Gold continues to test the bottom and today fell back below $1810. Since the beginning of February, the dynamics suggest an almost perfect reversal of the uptrend, where the initial sharp pullback on the 2nd and 3rd was followed by a downtrend with nearly daily updates of intraday lows.
Gold Weekly Chart
Until the middle of last week, gold’s decline fit into a typical technical correction, but it is now trading below the 61.8% level of the rally from $1617 in early November to a high of $1960 on the 2nd.
Gold’s reversal began after touching the overbought region on the weekly RSI, and the latest pullback has brought the index back into the mid-range.
Technically, gold’s sustained decline could continue to the $1775-1787 area for some time. The lower boundary is the 200-day moving average, while the upper boundary is the 50% retracement of the last few months’ gains. The RSI on the daily timeframe has yet to enter the oversold territory, suggesting that there is room for further declines.
Gold Daily Chart
Although the $1800 level looks like a nice round level, there were no meaningful stops and reversals near it in December, increasing the chances that there will not be this time around.

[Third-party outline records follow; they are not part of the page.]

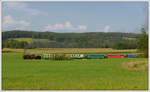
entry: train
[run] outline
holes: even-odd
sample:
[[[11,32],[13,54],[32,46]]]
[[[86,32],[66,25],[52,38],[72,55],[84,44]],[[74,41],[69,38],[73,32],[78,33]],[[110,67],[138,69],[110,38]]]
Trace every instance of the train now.
[[[71,59],[105,59],[105,58],[137,58],[136,54],[42,54],[24,55],[24,59],[54,59],[56,56],[70,57]]]

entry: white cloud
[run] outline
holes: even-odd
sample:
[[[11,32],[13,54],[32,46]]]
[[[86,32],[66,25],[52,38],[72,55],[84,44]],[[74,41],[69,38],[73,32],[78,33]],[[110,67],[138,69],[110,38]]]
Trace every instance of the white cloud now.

A key indicator for the gold market is silver. The pullback towards $20.60 has brought the price back below the 200-day MA, which could put additional pressure on the market. A death cross has formed on the weekly timeframe as the 50-week moving average is below the 200-week moving average.
Silver Weekly Chart
This technical picture suggests the possibility of a decline to $18.50. This is where silver could find support from buyers, as it did last August. It is also the former multi-year resistance that turned into support last year.